The sera that are being used were taken from individuals before and then after they became carriers of the bacteria, together with cultures of the meningococcal strains taken from their nasopharynx (back of the nose and throat). This was obtained from undergraduate students at the University of Southampton during two previous meningococcal carriage studies. This is an extremely valuable resource which can be used to identify which antigens (molecules that can stimulate an immune response) are associated with the production of protective immunity as these would be attractive candidates for the production of a vaccine.

During the first year of the study the researchers used the paired sera taken from individuals before and then after they have been colonised by serogroup B meningococci and measured the ability of this sera to kill meningococci. In each case, after colonisation, the individual's sera showed a much greater ability to kill the meningococcal strain that colonised their nasopharynx. Importantly, the sera could also kill other meningococcal strains. The sera which showed the greatest increase in ability to kill additional strains were selected for detailed study of the immune response.

 How was this done? The bacteria were dissolved and the constituent proteins were then subjected to a technique called 2D immunoblotting, in which the proteins were separated by applying an electric current on a slab of gel, producing separate spots for each of the many proteins present. The gel was then reacted with the individual's serum before and after colonisation. Of particular interest are those spots which reacted with the serum after, but not before, the individual had been colonised and developed the ability to kill meningococci, as these result from proteins that induce the protective (ie killing) antibodies. In this way the researchers could identify 27 discrete spots associated with development of protective immunity. They are now identifying the proteins present in each spot using the technique of mass spectrometry, in which the proteins are broken into small fragments and identified by comparison with the database of all known meningococcal proteins.

This is the first use of 2D immunoblotting to analyse the development of natural immunity to meningococci in humans. The list of protein antigens that has been generated included some already well known protein antigens (eg PorA) which validates the techniques used but also, importantly, new potential vaccine candidates which are associated with the development of cross-reactive immunity to serogroup B meningococcal infection.

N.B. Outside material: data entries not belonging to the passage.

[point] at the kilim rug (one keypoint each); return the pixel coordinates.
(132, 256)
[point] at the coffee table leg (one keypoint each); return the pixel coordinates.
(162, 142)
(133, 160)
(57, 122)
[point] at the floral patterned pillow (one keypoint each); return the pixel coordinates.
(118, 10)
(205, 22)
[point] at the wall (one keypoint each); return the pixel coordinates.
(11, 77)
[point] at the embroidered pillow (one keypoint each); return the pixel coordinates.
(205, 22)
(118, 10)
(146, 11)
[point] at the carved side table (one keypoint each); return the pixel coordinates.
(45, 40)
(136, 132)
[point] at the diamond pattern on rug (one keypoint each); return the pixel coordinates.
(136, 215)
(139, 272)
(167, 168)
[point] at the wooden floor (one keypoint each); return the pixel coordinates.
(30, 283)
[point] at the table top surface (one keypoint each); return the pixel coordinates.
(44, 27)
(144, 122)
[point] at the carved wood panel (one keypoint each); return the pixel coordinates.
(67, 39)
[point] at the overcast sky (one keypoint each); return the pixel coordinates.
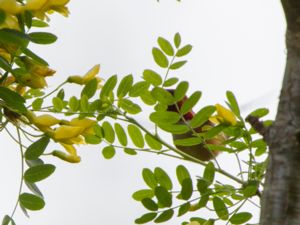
(238, 46)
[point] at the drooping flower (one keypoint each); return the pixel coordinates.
(10, 6)
(40, 8)
(66, 157)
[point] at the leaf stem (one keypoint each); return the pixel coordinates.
(22, 172)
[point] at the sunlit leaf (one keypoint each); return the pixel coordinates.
(125, 85)
(38, 173)
(159, 57)
(166, 46)
(31, 202)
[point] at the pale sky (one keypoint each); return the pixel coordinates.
(237, 45)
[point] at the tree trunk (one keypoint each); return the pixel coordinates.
(281, 196)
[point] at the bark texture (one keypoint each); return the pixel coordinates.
(281, 196)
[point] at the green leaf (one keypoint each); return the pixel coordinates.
(74, 104)
(37, 148)
(108, 152)
(9, 36)
(35, 57)
(180, 91)
(184, 50)
(121, 135)
(163, 178)
(152, 77)
(177, 65)
(159, 57)
(182, 173)
(124, 86)
(136, 136)
(38, 173)
(183, 209)
(149, 204)
(162, 96)
(188, 141)
(90, 88)
(13, 100)
(164, 216)
(146, 218)
(186, 189)
(142, 194)
(129, 106)
(220, 208)
(233, 103)
(39, 23)
(251, 188)
(109, 133)
(6, 220)
(149, 178)
(177, 40)
(202, 116)
(31, 202)
(202, 186)
(5, 65)
(108, 87)
(174, 128)
(42, 38)
(147, 98)
(170, 82)
(130, 151)
(240, 218)
(163, 196)
(138, 88)
(166, 46)
(152, 143)
(2, 16)
(209, 172)
(58, 104)
(260, 112)
(164, 117)
(34, 188)
(190, 102)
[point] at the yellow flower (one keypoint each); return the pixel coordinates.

 Having identified the protective proteins the team will next be able to use techniques they have already developed to isolate the genes which are responsible for the proteins of interest, transfer these to a harmless bacterium and produce the proteins in sufficient quantity to test their potential as vaccines designed to prevent all group B meningococcal infections.

This important work was presented at the International Pathogenic Neisseria Conference in Rotterdam in September 2008 and a manuscript is being prepared for publication.